A quick search of “artificial intelligence” in the Journal of Dairy Science database yields just 18 appearances in keywords or article titles, 14 of which are in the past five years. Running a similar search for “machine learning” yields 114 results, with approximately 70% of those articles generated in the last five years. While there is still some hesitation about how and when to use these models, there is a hefty shift toward the exploration of maximizing their use.
At the root of AI and machine learning models lies large, robust datasets, which are pervasive in modern dairies. It seems that in every direction we look, there are more sensors, cameras and equipment capable of gathering and storing this data. However, imagine if all of the mapping apps on our phones were simply showing us the map. What if they simply captured the information but did no further processing? We gain little to no insight or efficiency from this data. When we tie data from these various sources together into an integrated dataset linked to productivity, health outcomes or profitability, we can use these tools to empower decision-making.
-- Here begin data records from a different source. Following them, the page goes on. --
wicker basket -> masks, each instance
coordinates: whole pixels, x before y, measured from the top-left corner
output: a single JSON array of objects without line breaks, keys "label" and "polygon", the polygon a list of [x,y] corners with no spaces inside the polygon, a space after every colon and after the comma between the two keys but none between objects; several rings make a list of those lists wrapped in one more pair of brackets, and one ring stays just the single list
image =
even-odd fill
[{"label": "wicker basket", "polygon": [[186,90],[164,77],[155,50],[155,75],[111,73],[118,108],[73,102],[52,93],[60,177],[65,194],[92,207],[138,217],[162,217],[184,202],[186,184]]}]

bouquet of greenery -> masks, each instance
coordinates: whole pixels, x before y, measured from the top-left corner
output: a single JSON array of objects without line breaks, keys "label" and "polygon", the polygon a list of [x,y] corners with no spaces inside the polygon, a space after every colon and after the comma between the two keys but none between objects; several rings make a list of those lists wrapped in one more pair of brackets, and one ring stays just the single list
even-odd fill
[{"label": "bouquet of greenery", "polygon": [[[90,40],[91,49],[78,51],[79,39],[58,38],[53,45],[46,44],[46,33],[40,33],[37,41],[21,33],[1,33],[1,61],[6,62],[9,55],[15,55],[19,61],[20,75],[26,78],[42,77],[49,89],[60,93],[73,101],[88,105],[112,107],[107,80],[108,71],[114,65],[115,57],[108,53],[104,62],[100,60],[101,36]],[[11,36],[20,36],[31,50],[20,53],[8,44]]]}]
In quickly reviewing some of the aforementioned articles, recent research spans from using AI models to predict health outcomes based on data from things such as activity monitors, milk production and component data, rumination and cameras. It has assessed opportunities for genomic improvement using health outcome data paired with genomic data to identify single nucleotide polymorphisms (SNPs) that had not previously been evaluated.
Large language models (LLMs) have also been reviewed for their use in decision-making on dairy farms; however, until recently, few chatbots were specific enough to the dairy industry, which limited their applicability. ExtBot, developed by the Extension Foundation, which is powered by 112 land-grant universities, is an LLM tool designed specifically to assess peer-reviewed articles within the agriculture industry. Think Google AI but vetted for reputability and tailored to agriculture. This tool can make quick work of what would have been hours’ worth of research. For instance, if we ask ExtBot what to do when deoxynivalenol (DON) is detected in dairy feed, it offers several steps and solutions, including verifying sample accuracy and interpretation guidelines, and it even offers some potential actions, including segregation of the feed, dilution or blending of the feed. This tool can take a single point of data, which may not have much value, and pair it with existing resources to help make decisions and create action items to improve animal outcomes.
Although the future looks bright for these AI tools, there are still limitations to their use and uptake in the industry. One of the larger hurdles I have observed thus far in working with these datasets is the disjointed nature of our current data systems. Many datasets have shifted to cloud-based storage, which allows ease of access and easier transmission of data. Yet, bringing multiple datasets together from different formats or inconsistent unifying identifiers (to join the datasets) can also be challenging. Work from Dr. Grant at the William H. Miner Agricultural Research Institute found that rumination while cows were lying was positively correlated with increased butterfat production. When we tie behavioral data with rumination and milk production, we can then analyze which cows are more efficient at this behavior and potentially find factors that impact the likelihood of recumbent rumination. Whether it be stall design, location or general cow behavior patterns, being able to join these datasets provides additional actionable steps.
Some have concerns about overall data safety and security, as these have an impact on our overall food security system. These tools have created solutions to also decrease the labor needed on farms via robot post-dip machines, pre-dip machines, milking machines and even feed pushers. One downfall, however, is that when these machines run into mechanical issues, we must have labor and a plan in place to operate without these integral technologies.
It can be easy to feel overrun by the ever-growing amount of data we find ourselves surrounded by; however, if properly organized and aggregated, this data can provide powerful insights. Similar to genomic testing and evaluation, accelerating the year-over-year increases in milk production and energy-corrected milk (ECM) production, this insight can allow farms to tap into hidden efficiencies and increase profitability at a faster rate. With proper strategy and planning, putting data in the driver’s seat can take dairies to the next level.